Ki Tisa peraşası genelde altın buzağı günahını işleyen bir peraşadır. Bu peraşa daha önceki konuşmalarımızda da söylediğimiz gibi Mişkan peraşaları arasında gizlenmiş gibidir. Tora’nın kendisi bile bu olayı anlamakta güçlük çekmekte ve fazla anmamak için gizlemeyi tercih etmektedir. Bu peraşanın hemen başında yer alan ‘mahatsit aşekel – yarım şekelin verilmesi’ mitsvası Bene Yisrael’in tüm fertlerini bütünleştirici ve birleştirici bir mitsva olarak karşımıza çıkmaktadır. İlk toplanan mahatsit aşekel ile Mişkan çadırının soketleri yapılmıştır. Mişkan’ın tümü gönüllü olarak yapılan bağışlarla inşa edilmiştir. Ancak ‘adanim’ denilen soketlerin yapımına bütün herkes bu yolla iştirak etmiştir.
Bilgeler Mişkan’ın inşasında kullanılan bu soketlerin aslında Yahudi dininin oluşmasında temel rol oynadığını ileri sürerler. Her ne kadar her alahik detay elzem ve gerekliyse de her şeyin temelinde Tanrı inancı bulunmaktadır. Bu inanç olmadan Tora’yı anlamak ve uygulamak imkânsızdır. Bu yüzden adanim dediğimiz soketler mahatsit aşekel ile oluşturulmuştur. Diğer mitsvalara baktığımızda bazen bunlar toplumun belli kesimine verilmiş olan mitsvalardır. Bazen mitsvalar daha yüksek manevi düzeydeki insanlar tarafından farklı olarak algılanabilir. Bazıları Tora’nın farklı mitsva ve konularına eğilmeyi isteyebilir. Fakat söz konusu olan temelin inşası ise hepimizin aynı yerde bulunması şarttır. Tanrı varlığını tanımak ve inancına sahip olmak konusunda hepimiz aynı sorumluluğa sahibiz.
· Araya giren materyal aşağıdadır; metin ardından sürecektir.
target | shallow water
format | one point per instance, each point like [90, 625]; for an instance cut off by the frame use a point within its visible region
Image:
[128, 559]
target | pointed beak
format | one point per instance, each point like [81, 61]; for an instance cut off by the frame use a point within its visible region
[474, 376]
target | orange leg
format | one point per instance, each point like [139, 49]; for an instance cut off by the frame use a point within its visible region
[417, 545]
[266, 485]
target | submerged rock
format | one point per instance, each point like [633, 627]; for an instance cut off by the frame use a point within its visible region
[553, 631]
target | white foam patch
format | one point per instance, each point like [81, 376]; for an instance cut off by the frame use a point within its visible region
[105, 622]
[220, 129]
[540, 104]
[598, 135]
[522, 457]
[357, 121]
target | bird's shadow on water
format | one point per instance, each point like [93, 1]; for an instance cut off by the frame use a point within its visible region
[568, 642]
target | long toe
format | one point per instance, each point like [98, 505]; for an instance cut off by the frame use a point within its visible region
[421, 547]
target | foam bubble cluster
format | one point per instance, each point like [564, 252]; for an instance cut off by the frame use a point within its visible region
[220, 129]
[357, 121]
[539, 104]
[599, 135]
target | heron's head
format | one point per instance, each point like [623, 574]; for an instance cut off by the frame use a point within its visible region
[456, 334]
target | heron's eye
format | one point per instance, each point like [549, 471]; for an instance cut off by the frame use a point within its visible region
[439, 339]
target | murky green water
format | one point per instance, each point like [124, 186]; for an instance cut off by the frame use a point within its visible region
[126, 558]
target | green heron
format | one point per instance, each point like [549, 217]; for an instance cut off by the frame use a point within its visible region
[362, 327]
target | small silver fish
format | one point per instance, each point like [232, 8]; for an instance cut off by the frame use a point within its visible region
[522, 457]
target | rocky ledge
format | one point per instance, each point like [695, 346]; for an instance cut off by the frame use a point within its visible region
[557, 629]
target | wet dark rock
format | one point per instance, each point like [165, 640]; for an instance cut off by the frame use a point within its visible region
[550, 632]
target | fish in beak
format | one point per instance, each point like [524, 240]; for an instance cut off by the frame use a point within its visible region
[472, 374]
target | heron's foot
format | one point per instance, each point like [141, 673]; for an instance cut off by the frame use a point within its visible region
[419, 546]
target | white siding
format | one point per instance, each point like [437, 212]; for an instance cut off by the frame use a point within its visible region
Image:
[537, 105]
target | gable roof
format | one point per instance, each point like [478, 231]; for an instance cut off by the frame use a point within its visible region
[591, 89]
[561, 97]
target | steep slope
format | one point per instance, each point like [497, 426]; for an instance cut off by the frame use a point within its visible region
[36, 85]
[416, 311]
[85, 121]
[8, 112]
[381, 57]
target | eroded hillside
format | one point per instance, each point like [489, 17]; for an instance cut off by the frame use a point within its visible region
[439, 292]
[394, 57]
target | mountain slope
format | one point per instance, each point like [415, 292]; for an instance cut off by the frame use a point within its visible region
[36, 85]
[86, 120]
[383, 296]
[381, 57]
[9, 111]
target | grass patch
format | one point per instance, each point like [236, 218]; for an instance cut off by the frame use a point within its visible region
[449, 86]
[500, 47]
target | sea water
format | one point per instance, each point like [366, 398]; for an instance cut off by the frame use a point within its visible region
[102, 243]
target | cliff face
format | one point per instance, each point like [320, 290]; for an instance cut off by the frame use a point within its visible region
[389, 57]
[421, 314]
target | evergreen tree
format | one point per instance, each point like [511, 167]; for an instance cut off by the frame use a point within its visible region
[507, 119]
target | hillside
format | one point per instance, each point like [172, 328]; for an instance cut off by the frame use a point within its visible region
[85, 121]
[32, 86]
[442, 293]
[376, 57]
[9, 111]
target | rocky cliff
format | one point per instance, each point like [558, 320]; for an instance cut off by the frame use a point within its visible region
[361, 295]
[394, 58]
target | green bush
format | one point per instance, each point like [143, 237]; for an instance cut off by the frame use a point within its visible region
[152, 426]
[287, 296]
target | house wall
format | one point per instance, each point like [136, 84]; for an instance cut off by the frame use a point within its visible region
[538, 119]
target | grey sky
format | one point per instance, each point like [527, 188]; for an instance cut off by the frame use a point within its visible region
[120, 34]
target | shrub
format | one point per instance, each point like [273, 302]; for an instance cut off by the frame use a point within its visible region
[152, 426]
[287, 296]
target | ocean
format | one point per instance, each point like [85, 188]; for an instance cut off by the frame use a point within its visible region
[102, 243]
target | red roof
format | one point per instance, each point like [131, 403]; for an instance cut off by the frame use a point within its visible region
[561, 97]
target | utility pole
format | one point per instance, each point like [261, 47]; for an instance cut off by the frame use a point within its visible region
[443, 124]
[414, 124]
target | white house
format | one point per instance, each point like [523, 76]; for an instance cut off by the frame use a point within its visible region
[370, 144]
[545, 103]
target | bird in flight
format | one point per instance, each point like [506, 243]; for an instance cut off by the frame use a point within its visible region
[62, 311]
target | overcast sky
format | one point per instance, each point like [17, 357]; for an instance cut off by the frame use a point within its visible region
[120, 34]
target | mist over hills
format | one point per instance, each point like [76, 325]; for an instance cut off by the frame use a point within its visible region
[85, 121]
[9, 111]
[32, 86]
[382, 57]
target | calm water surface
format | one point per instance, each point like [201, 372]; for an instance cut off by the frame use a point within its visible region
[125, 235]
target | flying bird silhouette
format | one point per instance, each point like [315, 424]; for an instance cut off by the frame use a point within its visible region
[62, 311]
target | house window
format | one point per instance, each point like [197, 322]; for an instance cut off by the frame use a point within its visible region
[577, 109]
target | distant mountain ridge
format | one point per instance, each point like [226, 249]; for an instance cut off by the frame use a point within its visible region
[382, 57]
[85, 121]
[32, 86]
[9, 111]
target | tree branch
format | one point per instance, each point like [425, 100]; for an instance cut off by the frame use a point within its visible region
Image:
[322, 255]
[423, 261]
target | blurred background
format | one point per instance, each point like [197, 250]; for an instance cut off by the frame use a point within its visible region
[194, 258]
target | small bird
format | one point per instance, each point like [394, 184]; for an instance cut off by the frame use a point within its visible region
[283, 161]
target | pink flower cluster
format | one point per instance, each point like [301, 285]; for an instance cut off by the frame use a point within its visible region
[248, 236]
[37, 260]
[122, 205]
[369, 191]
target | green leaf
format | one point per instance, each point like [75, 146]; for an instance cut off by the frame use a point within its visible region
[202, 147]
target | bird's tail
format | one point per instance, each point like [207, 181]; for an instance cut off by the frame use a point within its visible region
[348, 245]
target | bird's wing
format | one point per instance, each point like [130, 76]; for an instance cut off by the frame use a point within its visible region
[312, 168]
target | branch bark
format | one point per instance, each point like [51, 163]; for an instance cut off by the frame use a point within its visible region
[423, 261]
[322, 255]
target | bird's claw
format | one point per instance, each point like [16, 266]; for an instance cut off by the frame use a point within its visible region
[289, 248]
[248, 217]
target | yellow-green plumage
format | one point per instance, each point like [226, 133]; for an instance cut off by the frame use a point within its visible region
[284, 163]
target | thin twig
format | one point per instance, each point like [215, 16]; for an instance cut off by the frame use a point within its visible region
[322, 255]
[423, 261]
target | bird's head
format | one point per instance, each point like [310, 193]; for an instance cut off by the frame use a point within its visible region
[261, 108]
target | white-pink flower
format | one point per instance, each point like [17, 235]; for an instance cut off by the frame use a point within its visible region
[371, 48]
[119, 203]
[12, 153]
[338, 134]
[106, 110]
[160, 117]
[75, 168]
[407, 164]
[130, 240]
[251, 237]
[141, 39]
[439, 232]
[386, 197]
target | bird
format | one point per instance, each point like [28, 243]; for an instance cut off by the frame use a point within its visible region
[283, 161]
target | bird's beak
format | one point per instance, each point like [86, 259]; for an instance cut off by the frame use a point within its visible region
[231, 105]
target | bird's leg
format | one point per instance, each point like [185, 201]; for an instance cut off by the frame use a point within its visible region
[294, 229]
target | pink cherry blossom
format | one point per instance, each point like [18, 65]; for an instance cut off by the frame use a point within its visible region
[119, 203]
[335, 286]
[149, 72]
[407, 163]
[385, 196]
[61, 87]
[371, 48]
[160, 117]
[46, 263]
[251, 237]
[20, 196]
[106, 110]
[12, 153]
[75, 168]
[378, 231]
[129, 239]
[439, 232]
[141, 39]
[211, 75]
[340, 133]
Eğer gerçekten mahatsit aşekel mitsvası Tanrı inancı konusunda temel bir mitsva ise o zaman neden bu bağışın tam şekel olarak değil de yarım şekel olarak yapıldığını daha iyi anlayabiliriz. İnanç için ön koşul bizleri resmin sadece yarısını görebildiğimizi kabul etmektir. Bizler hiçbir zaman bütün resmi görmeye muktedir değilizdir. Tanrı’nın kâinatı nasıl yönettiğini, iyilerin sıkıntı içinde olup da kötülerin günlerini gün ettiğini anlamakta çok zorlanırız. Yine aynı sebepten Tanrı’nın aldığı bazı kararlar bizlere adil görünmezler. Bütün resmi, geçmiş ve gelecekte neler olup olacağını bilen Tanrı ancak dünyayı hepimizin iyiliği için kesin adalet ve merhametle yönetmektedir. Bizlere düşen bunu kabul etmektir.
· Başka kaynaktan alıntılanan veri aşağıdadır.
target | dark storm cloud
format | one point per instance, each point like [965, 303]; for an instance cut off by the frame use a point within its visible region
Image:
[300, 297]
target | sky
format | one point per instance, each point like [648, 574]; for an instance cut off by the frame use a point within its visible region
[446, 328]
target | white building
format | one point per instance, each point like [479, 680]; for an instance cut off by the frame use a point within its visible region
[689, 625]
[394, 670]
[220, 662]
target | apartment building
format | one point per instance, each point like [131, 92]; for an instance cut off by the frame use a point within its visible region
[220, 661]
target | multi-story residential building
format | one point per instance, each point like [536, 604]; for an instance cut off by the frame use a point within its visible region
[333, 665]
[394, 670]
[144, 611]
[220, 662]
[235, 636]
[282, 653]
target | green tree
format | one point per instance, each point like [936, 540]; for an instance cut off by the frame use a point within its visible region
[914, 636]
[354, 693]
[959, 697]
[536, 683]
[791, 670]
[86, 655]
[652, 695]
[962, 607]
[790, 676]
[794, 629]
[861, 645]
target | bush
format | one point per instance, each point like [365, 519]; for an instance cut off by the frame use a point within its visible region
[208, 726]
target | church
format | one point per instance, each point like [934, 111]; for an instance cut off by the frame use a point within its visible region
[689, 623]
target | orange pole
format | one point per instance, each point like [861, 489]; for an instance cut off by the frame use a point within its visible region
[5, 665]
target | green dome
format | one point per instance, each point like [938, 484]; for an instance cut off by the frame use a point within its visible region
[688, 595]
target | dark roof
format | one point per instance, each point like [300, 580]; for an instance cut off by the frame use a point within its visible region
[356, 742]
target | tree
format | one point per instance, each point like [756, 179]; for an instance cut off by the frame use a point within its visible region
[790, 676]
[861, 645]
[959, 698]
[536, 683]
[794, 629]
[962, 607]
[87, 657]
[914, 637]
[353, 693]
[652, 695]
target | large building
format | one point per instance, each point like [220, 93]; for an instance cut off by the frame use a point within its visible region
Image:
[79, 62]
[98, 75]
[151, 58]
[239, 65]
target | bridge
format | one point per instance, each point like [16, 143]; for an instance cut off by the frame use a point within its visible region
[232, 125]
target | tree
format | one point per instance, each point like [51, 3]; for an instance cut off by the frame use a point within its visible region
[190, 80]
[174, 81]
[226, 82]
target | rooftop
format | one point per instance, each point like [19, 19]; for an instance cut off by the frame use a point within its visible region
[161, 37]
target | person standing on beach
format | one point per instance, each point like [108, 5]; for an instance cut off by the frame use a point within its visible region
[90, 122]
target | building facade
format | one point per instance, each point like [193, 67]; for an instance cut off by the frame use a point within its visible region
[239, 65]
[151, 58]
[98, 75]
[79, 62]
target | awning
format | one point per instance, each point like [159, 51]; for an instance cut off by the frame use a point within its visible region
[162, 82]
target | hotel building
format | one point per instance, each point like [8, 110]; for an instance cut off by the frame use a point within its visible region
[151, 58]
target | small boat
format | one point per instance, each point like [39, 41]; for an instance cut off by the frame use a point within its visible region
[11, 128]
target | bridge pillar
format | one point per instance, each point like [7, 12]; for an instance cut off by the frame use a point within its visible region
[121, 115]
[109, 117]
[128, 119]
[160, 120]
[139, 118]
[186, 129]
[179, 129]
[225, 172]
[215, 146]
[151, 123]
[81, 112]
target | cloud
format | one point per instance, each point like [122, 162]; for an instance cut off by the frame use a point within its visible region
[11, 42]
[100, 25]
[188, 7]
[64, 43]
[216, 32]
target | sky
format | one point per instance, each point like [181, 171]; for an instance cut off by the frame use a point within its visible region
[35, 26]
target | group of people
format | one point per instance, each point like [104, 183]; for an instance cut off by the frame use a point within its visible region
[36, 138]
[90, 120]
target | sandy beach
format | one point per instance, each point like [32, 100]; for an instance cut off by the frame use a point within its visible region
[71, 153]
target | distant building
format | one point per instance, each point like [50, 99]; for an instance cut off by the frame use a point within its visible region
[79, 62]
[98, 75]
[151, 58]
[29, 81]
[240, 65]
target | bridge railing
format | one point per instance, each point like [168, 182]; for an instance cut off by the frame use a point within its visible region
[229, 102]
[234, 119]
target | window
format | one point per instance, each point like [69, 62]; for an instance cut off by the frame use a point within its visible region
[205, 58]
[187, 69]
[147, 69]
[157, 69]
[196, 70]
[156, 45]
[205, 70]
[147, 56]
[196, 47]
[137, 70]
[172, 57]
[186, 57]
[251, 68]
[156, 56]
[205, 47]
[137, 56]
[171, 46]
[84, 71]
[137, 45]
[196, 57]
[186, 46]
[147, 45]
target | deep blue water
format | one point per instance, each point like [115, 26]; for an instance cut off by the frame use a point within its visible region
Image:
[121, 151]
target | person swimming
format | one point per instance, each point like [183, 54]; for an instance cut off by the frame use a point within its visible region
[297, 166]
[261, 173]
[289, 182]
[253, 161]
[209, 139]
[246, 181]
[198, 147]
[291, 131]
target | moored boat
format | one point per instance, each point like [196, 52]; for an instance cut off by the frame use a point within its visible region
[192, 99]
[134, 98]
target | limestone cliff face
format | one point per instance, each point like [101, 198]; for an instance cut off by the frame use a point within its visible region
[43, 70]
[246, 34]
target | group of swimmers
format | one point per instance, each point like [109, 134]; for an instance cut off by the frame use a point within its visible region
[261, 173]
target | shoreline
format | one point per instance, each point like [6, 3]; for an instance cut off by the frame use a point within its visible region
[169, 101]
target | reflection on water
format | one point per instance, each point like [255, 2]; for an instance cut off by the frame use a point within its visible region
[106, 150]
Peraşanın devamında Moşe Tanrı’yı ‘görmek’ dileğinde bulunur. Bu aslında O’nun dünyayı nasıl yönettiğini anlamak şeklinde açıklanabilir. Tanrı’nın yanıtı olumlu değildir. Bütün peygamberlerin en büyüğü, Tanrı ile yüz yüze konuşmuş olan Moşe bile bunu anlayabilecek bilgelik ve anlayışa sahip değildir. Böylelikle Moşe resmin sadece görünebilecek yüzünü görebilmiştir. Soru “areni na et kevodeha – bana onurunu göster” şeklinde gelirken yanıt “veraita et ahoray ufanay lo yerau – arkamı göreceksin yüzüm görünmeyecek” şeklinde olmuştur.
Bu olay zor zamanlarda bizler için huzurun kaynağını teşkil etmelidir. Hepimiz ‘yarım şekel’ gurubuna dâhiliz. Tanrı’nın neyi, ne zaman ve neden yaptığına dair sorularımıza her zaman yanıt bulmak mümkün olmamıştır, olamayacaktır da. Tanrı inancı aynı zamanda düşüncelerimizin ve anlayışımızın bir sınırı olduğunu kabul etmektir. Büyük resmin görüntüsü her zaman Tanrı’ya ait kalacaktır.